Spannend ist an diesen knappen Worten, dass Paulus nichts von einer Jungfrauengeburt weiß. Geboren ist Jesus auf natürliche, menschliche Weise – nach dem Fleisch – als ein ganz bestimmter Mensch, nämlich als ein Jude – aus dem Samen Davids.

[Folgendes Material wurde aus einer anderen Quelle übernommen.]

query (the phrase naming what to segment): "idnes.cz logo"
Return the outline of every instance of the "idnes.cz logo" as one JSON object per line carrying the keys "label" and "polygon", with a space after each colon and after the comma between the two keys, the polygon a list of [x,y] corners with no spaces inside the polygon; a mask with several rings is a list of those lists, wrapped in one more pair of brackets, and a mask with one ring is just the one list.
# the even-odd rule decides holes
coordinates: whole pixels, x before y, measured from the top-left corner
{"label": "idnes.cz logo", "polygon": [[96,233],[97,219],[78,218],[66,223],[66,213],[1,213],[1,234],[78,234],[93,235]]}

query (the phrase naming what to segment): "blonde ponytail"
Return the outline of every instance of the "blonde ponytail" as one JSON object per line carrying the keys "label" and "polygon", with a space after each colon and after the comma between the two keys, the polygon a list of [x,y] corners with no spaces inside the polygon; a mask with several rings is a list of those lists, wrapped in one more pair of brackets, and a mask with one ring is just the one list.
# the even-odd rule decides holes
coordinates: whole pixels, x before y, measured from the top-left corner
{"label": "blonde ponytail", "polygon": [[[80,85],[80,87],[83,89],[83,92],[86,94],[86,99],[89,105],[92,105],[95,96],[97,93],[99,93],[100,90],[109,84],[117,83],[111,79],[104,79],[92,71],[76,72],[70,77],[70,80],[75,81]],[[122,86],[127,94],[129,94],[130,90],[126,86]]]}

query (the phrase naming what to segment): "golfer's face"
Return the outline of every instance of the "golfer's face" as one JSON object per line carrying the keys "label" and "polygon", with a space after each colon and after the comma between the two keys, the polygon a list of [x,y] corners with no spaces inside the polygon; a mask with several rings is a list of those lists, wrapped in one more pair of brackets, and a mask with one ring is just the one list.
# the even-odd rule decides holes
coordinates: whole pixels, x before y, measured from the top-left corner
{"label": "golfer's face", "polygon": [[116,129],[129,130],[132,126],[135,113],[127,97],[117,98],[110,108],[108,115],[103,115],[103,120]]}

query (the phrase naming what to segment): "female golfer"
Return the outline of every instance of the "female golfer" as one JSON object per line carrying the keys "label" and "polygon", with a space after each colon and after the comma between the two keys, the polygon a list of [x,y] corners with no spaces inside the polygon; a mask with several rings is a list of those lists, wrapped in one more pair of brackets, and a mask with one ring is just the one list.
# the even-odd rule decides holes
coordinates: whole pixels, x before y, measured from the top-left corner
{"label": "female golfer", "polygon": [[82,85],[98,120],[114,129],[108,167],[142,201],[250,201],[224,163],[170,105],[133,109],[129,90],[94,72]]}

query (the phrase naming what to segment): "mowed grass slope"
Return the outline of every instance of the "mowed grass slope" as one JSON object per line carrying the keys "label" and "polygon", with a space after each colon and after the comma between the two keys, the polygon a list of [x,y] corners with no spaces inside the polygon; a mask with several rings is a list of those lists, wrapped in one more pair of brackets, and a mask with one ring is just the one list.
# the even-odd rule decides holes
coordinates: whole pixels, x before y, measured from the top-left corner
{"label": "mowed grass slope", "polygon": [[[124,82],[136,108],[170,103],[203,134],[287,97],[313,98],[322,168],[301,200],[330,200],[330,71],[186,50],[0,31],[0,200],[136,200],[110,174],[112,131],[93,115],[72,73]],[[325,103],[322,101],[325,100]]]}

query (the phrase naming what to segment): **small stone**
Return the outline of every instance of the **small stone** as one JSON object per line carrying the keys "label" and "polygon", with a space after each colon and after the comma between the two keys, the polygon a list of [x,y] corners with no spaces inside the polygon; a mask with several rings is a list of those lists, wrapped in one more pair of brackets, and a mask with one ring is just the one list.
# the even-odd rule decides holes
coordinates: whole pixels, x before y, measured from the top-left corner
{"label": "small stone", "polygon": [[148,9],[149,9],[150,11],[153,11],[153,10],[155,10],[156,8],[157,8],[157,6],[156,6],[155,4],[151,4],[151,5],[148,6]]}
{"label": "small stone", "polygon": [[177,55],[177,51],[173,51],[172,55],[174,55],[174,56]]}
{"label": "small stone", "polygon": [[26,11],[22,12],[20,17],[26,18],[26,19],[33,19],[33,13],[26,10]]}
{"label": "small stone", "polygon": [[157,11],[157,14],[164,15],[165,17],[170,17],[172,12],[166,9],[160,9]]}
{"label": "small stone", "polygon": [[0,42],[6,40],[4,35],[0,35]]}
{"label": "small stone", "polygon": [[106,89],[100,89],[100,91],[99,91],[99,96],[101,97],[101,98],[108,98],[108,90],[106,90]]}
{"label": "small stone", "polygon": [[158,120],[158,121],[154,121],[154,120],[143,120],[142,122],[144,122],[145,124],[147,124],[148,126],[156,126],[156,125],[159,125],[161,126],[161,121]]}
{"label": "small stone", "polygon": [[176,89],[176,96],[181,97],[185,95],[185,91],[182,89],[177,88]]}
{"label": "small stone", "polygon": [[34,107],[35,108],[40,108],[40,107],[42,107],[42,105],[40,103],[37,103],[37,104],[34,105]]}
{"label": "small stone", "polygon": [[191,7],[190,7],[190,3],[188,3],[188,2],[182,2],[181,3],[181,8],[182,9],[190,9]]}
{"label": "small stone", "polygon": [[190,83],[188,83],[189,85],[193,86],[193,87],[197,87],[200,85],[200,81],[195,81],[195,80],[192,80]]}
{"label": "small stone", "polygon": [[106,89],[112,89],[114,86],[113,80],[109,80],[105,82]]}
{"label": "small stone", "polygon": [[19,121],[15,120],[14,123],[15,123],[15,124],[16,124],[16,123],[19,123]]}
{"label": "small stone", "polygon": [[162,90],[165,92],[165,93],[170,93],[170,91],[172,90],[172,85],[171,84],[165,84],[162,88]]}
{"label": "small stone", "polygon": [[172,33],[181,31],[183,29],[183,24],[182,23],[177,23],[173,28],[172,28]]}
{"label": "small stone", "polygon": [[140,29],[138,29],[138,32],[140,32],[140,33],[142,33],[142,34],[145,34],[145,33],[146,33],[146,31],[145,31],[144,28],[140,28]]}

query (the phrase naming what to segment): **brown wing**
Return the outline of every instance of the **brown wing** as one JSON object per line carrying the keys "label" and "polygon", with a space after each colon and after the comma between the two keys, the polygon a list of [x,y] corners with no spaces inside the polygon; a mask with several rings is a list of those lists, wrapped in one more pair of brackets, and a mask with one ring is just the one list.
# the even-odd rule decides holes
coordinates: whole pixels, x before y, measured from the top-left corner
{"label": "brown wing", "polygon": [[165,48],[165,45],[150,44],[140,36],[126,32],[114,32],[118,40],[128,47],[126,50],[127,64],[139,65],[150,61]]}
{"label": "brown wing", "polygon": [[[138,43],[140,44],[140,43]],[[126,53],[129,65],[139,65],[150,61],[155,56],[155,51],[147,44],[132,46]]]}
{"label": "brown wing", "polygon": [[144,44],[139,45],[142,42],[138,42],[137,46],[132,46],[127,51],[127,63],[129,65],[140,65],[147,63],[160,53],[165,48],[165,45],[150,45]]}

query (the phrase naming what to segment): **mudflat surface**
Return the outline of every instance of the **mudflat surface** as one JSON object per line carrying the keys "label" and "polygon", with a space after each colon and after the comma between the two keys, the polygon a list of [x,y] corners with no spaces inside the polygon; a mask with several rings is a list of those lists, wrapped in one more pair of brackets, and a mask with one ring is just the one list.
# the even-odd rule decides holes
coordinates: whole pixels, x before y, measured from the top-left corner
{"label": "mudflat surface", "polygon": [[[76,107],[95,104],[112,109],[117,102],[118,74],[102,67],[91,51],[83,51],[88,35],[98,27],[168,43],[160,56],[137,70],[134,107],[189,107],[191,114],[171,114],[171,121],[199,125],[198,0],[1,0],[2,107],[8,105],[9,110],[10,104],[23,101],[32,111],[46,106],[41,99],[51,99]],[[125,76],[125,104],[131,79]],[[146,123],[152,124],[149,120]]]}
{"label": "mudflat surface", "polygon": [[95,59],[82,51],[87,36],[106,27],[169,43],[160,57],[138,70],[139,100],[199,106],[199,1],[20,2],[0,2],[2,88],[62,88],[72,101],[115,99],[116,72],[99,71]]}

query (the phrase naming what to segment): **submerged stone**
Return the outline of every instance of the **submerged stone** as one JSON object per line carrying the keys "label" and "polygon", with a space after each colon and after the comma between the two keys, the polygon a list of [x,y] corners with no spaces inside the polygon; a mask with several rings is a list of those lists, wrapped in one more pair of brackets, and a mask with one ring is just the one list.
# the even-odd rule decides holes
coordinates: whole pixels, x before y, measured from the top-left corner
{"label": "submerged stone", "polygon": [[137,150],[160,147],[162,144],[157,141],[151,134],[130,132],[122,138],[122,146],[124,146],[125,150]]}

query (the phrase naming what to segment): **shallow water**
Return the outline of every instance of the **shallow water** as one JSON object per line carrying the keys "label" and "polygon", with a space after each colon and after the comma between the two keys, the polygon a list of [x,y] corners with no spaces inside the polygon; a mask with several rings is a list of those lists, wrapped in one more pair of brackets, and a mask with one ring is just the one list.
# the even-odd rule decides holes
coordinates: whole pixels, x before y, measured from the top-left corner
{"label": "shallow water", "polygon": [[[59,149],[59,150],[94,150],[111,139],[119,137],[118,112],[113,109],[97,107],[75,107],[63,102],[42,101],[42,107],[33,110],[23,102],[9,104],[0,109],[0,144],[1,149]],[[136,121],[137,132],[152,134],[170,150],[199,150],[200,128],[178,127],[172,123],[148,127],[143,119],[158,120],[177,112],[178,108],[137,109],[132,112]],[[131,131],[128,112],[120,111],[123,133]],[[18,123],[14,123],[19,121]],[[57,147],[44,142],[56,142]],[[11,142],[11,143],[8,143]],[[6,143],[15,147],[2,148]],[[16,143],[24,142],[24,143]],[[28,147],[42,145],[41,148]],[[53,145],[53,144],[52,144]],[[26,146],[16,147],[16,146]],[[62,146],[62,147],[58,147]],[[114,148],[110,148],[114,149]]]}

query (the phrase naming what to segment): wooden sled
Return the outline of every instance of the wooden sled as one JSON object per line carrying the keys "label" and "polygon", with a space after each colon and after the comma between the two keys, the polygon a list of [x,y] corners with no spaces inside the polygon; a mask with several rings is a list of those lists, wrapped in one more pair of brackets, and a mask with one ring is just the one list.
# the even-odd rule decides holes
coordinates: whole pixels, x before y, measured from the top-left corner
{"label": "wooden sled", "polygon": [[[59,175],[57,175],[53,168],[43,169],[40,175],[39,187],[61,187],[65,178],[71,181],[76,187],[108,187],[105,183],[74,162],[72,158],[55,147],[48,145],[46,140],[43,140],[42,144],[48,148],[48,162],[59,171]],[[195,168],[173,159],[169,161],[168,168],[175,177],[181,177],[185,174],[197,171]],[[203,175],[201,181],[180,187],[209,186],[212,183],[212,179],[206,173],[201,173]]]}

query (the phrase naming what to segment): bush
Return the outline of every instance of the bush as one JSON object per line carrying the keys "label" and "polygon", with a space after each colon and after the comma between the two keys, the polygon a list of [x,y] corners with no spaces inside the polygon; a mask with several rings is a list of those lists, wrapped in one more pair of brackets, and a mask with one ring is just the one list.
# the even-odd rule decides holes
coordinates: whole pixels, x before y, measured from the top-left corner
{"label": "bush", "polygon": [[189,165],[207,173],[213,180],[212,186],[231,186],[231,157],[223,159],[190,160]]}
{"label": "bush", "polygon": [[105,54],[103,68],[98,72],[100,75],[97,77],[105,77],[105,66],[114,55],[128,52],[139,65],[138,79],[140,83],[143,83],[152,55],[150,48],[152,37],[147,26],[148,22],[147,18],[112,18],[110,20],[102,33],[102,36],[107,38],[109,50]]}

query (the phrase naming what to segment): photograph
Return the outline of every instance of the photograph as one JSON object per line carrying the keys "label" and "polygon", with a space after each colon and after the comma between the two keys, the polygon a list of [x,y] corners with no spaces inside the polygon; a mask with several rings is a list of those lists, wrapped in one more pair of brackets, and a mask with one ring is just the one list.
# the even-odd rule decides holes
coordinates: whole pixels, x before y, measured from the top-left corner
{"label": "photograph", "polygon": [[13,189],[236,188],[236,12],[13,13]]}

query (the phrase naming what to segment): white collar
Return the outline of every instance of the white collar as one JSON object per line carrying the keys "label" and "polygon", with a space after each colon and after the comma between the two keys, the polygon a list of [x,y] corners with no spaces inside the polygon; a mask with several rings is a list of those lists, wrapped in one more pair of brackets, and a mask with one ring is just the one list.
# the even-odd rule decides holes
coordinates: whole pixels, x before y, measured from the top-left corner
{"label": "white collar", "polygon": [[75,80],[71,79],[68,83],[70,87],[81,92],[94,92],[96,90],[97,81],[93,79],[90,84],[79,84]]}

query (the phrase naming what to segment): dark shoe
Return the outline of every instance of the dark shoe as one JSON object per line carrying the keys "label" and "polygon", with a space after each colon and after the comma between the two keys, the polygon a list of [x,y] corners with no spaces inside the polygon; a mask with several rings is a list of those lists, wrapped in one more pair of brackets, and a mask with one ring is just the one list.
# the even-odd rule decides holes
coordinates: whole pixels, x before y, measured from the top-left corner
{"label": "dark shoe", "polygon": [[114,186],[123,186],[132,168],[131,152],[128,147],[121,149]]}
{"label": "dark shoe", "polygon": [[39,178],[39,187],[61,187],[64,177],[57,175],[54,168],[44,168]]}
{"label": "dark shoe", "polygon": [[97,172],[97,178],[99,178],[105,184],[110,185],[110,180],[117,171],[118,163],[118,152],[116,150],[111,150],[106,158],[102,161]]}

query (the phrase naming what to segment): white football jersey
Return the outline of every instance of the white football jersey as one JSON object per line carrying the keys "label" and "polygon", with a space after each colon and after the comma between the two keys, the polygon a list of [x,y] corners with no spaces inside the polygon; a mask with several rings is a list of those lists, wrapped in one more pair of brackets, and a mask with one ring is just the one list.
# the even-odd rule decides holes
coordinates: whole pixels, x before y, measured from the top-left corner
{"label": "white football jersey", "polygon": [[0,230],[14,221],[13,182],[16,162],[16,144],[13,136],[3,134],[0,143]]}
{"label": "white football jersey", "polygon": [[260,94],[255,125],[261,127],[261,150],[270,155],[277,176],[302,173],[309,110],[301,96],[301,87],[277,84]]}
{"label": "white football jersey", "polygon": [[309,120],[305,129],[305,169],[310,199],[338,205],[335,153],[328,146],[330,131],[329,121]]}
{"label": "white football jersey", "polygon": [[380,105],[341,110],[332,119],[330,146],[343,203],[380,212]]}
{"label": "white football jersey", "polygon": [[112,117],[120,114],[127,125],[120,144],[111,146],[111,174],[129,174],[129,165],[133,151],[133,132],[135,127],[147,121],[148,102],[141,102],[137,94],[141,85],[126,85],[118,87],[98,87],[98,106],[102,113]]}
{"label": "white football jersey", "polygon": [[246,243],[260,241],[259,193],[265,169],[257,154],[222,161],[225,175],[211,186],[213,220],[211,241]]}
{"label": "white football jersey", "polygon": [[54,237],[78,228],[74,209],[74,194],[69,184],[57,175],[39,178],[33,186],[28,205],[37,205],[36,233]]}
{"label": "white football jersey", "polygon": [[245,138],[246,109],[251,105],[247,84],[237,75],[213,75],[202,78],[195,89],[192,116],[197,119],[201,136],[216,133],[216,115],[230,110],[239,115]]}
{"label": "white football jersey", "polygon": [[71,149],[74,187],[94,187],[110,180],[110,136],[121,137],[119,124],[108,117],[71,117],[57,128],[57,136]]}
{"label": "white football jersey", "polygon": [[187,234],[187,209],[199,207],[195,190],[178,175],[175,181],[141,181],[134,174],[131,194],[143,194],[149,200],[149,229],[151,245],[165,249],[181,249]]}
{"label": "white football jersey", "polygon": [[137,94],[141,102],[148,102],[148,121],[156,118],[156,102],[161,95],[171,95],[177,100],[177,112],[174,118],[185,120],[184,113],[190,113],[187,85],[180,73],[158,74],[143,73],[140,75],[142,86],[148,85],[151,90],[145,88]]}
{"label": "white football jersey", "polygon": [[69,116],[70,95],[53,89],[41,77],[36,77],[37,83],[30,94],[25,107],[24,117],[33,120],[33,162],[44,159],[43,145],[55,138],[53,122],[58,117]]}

Und auch wenn viele Christen meinen, dass schon Paulus das Judentum als Religion hinter sich gelassen hätte, nein, ganz im Gegenteil: mit seinem ganzen Herzblut setzt sich Paulus überall, wo er im Römischen Weltreich hinkommt, für die Versöhnung zwischen Juden und Menschen aus den Völkern ein. An den Verfehlungen beider ist er gestorben, für die Verfehlungen beider gibt er sein Leben, allen sagt er Vergebung zu, damit alle die Chance haben, es besser zu machen.

Es waren Soldaten Roms gewesen, die Jesus gekreuzigt hatten, befehligt vom Statthalter des römischen Imperiums. Es waren Kollaborateure mit Rom aus der Machtelite Judäas gewesen, die den Tod des Messias gefordert hatten. Paulus weiß um verfahrene weltpolitische Situationen, aus denen kein Ausweg herauszuführen scheint. Und doch erinnert Paulus an dieser Stelle nicht an die Kreuzigung. Als ob er sich nicht lähmen lassen will von Bildern der Hoffnungslosigkeit.

Stattdessen spricht Paulus unmittelbar nach seinem Satz über die Geburt Jesu von seiner Auferstehung von den Toten. Er spricht vom Geschenk der Hoffnung über den Tod hinaus, sogar einen so entwürdigenden Tod wie die Kreuzigung. Er spricht von der versöhnenden Macht, die Hass und Gewalt überwindet. Er spricht vom Geist der Heiligung, der Juden und Völker nicht mehr voneinander trennt, sondern ihnen den Willen zur Versöhnung einflößt. Dass Leid nicht gegeneinander aufgerechnet wird zur immerwährenden Vergeltung.

Klingen die Worte des Paulus zu vollmundig? Er schrieb seinen Brief in den 50er Jahren des 1. Jahrhunderts, zehn Jahre vor dem Jüdisch-Römischen Krieg, vor der Zerstörung des Tempels und Jerusalems im Jahr 70. Als Lukas sein Evangelium schrieb, lag das alles schon hinter ihm. Doch auch er hielt fest an den Hoffnungen des Paulus auf den Messias Jesus und erzählte von ihm einfach nur Geschichten. Und es mag sein, dass Lukas sogar andeuten wollte, dass Jesu Mutter sich nicht anders zu helfen wusste, als ihr Neugeborenes in ein Grabtuch einzuwickeln und in einer zum Stall umfunktionierten Grabhöhle in eine Futterkrippe zu legen. Zum Überleben. Zum Leben. Zur Hoffnung auf Frieden.